Durante el invierno, las condiciones atmosféricas continuarán mostrando un panorama contrastante. Las masas de aire frío y húmedo provenientes del Atlántico impulsarán precipitaciones sobre el este del área agrícola, mientras que las irrupciones de aire frío y seco desde el sudoeste mantendrán elevado el peligro de heladas, especialmente en las zonas productivas más vulnerables.
Con la llegada de la primavera, la influencia de “El Niño” se intensificará, favoreciendo el avance de aire cálido y húmedo hacia el interior de la región agrícola. Las precipitaciones podrían reforzarse especialmente sobre el este, con potenciales eventos de gran intensidad que dificulten las tareas de campo y creen condiciones propicias para la aparición de plagas y enfermedades. En el oeste, los registros serían cercanos a los valores normales, aunque no se descartan focos puntuales con lluvias superiores a la media.

El verano de 2027 marcaría el pico de influencia del fenómeno, con una alta oferta de lluvias sobre el Litoral y el norte de la Región Pampeana. Este escenario podría resultar beneficioso para la disponibilidad de agua, pero también incrementaría el peligro de excesos hídricos, anegamientos y dificultades para acceder a los lotes. En Cuyo y el sur pampeano se anticipan precipitaciones moderadamente por encima de la media, mientras que en el NOA las lluvias se mantendrían dentro de lo normal, aunque las altas temperaturas podrían aumentar la demanda de agua de los cultivos.

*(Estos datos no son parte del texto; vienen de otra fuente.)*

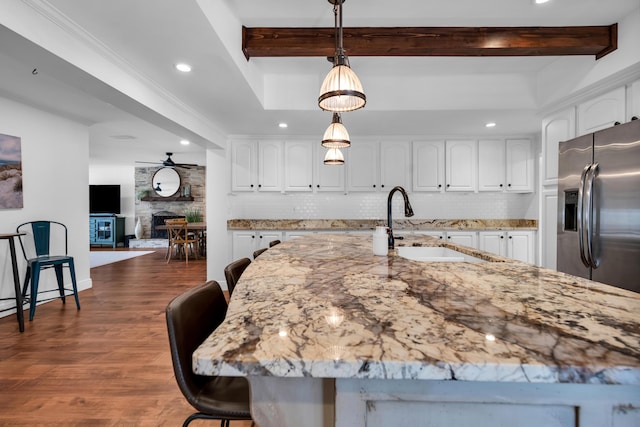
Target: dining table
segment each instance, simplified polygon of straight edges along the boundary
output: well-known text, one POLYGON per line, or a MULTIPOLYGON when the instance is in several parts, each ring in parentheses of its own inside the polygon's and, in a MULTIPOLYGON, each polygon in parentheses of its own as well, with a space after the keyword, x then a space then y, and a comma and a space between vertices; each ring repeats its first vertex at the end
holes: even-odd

Hacia el otoño de 2027, “El Niño” comenzaría a debilitarse, pero sus efectos acumulados podrían hacerse sentir con mayor fuerza durante la segunda mitad de la estación. Las lluvias seguirían concentrándose sobre el Litoral y el norte de la Región Pampeana, con potencial impacto en la cosecha y una persistente presión de plagas y enfermedades. En el sur pampeano, los anegamientos podrían mantenerse en zonas bajas, mientras que el retorno de masas de aire polar elevaría nuevamente el riesgo de heladas.
De esta manera, la campaña 2026/27 se presenta bajo un escenario climático con mayor oferta de agua, pero también con retos significativos para el manejo productivo. La forma en que se distribuyan las lluvias será tan importante como su cantidad: mientras algunas regiones podrían aprovechar mejores reservas, otras deberán lidiar con excesos, problemas operativos, riesgos sanitarios y heladas. La evolución de “El Niño” se perfila, entonces, como una de las variables fundamentales para el resultado de la campaña.